Qui aime la vérité ne se lasse pas de la chercher et tout à la fois tolère ses propres erreurs. Au contraire, le fanatique ne cherche pas quelle chose est vraie, il veut que telle chose soit vraie. Il lui faut, avant tout, avoir raison. C’est une précaution qu’il prend contre lui-même. Car le doute est un risque qu’il ne peut pas courir. Sa vérité perdue, il ne lui resterait aucune raison de vivre.
S’il est vraiment convaincu que sa vérité est bonne, pourquoi ne consent-il pas à la mettre en question ? Au contraire il se replie sur soi pour se défendre contre les incertitudes de sa propre pensée. À cette fin, il simplifie le réel selon une loi grossière de partage entre la vérité et l’erreur, le bien et le mal. Il conçoit la vérité comme un camp retranché où il engloutit toute la richesse du monde.

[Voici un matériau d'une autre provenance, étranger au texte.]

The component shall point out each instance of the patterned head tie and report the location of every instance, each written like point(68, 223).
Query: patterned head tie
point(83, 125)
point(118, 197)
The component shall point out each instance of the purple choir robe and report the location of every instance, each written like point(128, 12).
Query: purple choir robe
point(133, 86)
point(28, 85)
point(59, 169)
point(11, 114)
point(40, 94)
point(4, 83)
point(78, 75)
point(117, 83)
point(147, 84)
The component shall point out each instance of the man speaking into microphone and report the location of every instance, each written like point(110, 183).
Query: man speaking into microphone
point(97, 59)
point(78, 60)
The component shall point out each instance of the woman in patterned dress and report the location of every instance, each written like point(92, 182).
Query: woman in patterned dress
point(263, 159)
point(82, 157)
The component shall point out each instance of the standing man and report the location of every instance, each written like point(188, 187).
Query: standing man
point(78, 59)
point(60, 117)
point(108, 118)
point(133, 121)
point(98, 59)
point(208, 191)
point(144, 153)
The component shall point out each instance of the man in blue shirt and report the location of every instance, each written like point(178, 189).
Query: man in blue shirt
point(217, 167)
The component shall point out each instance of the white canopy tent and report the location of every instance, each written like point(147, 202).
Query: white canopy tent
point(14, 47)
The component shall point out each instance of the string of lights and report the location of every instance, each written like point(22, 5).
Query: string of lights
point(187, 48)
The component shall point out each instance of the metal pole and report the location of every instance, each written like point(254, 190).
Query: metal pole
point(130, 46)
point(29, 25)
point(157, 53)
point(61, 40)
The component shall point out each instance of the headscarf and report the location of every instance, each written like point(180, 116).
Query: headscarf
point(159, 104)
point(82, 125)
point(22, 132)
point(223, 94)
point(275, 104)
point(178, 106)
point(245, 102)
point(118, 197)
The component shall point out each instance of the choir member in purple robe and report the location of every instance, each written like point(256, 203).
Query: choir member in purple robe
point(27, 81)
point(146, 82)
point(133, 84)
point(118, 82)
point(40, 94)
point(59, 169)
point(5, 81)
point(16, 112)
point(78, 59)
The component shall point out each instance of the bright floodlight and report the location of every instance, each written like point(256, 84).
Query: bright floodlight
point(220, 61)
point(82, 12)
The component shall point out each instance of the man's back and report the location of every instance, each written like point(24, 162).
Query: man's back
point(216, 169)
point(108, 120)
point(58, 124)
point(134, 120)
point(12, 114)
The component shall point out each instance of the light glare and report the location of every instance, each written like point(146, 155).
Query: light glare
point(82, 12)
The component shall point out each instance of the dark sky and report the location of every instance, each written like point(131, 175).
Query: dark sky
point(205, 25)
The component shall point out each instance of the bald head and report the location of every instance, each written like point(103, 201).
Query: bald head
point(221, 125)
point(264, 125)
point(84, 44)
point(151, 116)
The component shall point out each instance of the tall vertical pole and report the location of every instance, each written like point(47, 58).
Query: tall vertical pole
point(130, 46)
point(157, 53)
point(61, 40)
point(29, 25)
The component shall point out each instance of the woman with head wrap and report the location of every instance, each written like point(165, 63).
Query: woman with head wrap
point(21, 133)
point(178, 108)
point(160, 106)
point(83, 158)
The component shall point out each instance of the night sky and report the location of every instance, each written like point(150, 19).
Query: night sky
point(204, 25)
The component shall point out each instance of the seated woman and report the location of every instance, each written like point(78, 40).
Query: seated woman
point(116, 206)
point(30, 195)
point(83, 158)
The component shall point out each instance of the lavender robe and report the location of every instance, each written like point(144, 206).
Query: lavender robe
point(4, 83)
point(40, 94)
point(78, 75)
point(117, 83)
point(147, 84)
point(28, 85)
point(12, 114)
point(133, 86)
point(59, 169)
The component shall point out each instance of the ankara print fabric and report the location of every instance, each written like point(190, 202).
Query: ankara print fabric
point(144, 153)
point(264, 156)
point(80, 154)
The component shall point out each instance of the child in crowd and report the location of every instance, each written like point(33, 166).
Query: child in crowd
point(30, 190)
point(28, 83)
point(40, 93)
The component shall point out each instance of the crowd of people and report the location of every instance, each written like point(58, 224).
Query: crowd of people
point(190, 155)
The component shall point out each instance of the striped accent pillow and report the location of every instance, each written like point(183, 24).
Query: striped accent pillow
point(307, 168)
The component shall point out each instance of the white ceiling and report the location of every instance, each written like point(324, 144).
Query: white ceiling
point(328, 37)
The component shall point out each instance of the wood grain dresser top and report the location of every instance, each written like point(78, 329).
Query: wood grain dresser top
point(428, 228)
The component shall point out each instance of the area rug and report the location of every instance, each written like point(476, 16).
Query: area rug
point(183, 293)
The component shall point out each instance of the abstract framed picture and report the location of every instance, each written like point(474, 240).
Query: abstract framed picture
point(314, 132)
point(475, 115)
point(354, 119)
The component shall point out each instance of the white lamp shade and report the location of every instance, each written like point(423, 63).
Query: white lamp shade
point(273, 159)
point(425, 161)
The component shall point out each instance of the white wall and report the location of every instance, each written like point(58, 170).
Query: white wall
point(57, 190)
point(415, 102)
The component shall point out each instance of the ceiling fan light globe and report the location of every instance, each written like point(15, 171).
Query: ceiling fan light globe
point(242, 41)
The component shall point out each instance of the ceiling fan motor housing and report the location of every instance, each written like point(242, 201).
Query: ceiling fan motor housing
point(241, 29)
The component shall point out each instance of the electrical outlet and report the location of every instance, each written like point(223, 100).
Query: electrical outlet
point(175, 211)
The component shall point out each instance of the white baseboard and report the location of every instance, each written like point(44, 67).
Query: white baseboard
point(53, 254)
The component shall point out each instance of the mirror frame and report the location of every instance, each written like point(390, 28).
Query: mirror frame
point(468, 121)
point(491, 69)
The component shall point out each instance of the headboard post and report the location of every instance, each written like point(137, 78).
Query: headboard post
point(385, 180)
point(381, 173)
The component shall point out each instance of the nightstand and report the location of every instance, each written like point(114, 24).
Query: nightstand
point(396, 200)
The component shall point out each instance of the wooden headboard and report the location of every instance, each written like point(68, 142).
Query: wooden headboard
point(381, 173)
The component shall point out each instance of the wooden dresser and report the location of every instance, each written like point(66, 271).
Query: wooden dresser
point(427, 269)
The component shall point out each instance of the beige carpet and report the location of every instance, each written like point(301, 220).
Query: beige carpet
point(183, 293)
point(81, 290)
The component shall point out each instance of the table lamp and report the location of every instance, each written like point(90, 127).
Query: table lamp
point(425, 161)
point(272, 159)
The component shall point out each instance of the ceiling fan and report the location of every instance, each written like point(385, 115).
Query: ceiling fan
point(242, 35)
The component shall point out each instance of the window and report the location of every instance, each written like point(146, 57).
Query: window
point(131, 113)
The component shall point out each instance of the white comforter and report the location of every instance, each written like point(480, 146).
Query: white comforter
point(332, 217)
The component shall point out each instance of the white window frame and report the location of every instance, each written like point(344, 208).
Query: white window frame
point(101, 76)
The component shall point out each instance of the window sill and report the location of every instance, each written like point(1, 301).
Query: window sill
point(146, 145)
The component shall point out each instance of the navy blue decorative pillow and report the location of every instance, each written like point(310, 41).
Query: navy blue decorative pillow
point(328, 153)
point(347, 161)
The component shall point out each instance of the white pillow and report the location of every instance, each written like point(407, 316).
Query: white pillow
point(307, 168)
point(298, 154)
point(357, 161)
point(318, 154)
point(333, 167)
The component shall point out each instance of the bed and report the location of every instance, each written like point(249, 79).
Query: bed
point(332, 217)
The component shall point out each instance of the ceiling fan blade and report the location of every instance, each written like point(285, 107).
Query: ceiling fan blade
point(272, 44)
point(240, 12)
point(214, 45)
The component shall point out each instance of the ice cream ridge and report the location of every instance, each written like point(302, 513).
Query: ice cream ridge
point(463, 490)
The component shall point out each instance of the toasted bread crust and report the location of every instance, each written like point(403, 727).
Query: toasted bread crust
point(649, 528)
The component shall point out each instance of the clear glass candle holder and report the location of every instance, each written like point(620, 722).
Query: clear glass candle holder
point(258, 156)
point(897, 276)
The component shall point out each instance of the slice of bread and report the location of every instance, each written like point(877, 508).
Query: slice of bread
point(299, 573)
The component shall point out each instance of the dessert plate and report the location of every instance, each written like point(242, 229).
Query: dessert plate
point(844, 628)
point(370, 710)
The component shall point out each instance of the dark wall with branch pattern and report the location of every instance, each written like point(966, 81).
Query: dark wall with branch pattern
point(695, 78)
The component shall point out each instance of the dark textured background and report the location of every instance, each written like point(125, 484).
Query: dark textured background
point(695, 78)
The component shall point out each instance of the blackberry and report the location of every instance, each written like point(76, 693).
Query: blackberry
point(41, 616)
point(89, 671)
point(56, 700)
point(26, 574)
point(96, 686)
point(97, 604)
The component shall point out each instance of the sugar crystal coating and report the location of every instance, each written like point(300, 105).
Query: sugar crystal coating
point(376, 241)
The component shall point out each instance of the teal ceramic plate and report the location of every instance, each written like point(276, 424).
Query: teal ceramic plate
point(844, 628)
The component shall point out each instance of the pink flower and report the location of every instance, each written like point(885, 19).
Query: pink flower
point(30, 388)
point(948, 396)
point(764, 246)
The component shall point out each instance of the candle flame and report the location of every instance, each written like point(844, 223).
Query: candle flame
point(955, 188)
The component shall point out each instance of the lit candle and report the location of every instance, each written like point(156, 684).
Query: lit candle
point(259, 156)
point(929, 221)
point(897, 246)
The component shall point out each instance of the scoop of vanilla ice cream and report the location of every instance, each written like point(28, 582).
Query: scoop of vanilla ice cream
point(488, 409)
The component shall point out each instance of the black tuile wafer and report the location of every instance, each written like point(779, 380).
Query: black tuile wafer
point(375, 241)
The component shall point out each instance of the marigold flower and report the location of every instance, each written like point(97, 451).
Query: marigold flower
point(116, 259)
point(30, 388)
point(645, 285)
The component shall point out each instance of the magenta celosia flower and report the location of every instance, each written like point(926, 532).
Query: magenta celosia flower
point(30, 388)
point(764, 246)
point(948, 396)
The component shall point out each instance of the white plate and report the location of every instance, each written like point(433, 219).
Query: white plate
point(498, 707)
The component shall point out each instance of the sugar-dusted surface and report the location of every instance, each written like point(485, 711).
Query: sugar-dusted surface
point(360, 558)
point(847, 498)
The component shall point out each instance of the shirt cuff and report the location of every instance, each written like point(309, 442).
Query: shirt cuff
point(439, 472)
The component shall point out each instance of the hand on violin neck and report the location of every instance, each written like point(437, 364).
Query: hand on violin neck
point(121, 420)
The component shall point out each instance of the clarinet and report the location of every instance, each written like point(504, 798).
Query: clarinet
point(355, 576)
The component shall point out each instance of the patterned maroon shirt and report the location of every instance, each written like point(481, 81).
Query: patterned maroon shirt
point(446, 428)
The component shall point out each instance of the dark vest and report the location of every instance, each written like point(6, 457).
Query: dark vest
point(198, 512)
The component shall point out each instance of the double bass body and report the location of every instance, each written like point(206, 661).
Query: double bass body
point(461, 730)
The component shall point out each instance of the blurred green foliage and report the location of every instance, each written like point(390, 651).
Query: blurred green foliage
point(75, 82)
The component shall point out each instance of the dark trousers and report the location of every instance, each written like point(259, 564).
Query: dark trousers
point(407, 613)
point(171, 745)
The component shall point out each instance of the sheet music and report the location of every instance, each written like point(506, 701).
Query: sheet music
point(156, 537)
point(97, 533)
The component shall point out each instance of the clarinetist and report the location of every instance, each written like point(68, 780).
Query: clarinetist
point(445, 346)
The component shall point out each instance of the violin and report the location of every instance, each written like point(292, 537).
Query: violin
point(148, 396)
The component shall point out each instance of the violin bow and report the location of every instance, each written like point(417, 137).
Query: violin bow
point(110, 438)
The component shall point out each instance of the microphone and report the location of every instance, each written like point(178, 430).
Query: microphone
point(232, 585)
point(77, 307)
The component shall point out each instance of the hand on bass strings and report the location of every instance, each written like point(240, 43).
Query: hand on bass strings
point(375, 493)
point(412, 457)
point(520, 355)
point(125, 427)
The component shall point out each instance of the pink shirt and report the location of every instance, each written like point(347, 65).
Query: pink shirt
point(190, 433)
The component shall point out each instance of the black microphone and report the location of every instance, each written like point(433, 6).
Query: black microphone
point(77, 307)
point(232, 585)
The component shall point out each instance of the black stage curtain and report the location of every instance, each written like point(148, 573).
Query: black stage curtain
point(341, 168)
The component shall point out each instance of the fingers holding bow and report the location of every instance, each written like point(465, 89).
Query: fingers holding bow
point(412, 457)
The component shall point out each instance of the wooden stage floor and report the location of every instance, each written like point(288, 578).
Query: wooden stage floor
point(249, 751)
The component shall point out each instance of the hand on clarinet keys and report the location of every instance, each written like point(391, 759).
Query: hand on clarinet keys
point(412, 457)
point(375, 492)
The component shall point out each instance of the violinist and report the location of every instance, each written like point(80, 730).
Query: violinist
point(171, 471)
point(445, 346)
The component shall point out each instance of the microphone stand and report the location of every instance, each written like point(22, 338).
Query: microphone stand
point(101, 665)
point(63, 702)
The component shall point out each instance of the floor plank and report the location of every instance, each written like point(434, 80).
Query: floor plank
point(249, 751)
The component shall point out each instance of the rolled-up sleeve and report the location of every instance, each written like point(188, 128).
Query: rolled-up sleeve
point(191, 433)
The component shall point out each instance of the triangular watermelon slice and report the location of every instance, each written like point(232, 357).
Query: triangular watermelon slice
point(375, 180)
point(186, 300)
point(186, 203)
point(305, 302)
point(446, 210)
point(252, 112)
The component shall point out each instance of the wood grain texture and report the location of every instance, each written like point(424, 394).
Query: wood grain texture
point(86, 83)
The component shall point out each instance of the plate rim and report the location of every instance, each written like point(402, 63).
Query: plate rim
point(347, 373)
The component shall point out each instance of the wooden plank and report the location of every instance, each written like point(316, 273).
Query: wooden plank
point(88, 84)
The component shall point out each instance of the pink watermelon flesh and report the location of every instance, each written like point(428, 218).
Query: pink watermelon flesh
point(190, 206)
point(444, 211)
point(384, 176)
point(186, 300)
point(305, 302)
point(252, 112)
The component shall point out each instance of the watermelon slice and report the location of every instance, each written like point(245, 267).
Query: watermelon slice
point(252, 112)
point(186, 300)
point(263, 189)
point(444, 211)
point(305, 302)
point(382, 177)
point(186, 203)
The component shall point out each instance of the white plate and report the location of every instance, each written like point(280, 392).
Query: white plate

Galilée n’avait pas besoin de persuader. Le mouvement de la terre se défendait tout seul. Le fanatique au contraire veut convaincre. Il est politique parce qu’il est militant : il est religieux parce qu’il croit la vérité profanée. L’erreur est un péché dont il veut purifier le monde. Cette hantise du salut conduit à l’inquisition. Cette belle générosité qui croit sauver les hommes de l’erreur nourrit les flammes du bûcher.
Le fanatisme est un règlement chirurgical de l’incertitude. Mais il périt par sa propre violence, car il méconnaît que ce qui prépare toute vérité, c’est le libre examen, que ce qui la fonde, c’est le libre consentement. Cette idée nous montre la tolérance dans sa profondeur. La fausse tolérance, celle des sceptiques, est une sorte d’indifférence à la vérité. Elle revient à croire que l’erreur est de mon côté ou que peut-être toutes nos pensées se valent. La vraie tolérance, c’est plutôt de consentir à l’existence d’autrui et à son erreur possible. Tolérer l’erreur, c’est plutôt comprendre que la vérité ne peut être imposée du dehors, c’est comprendre qu’elle a sa source dans la liberté l’esprit.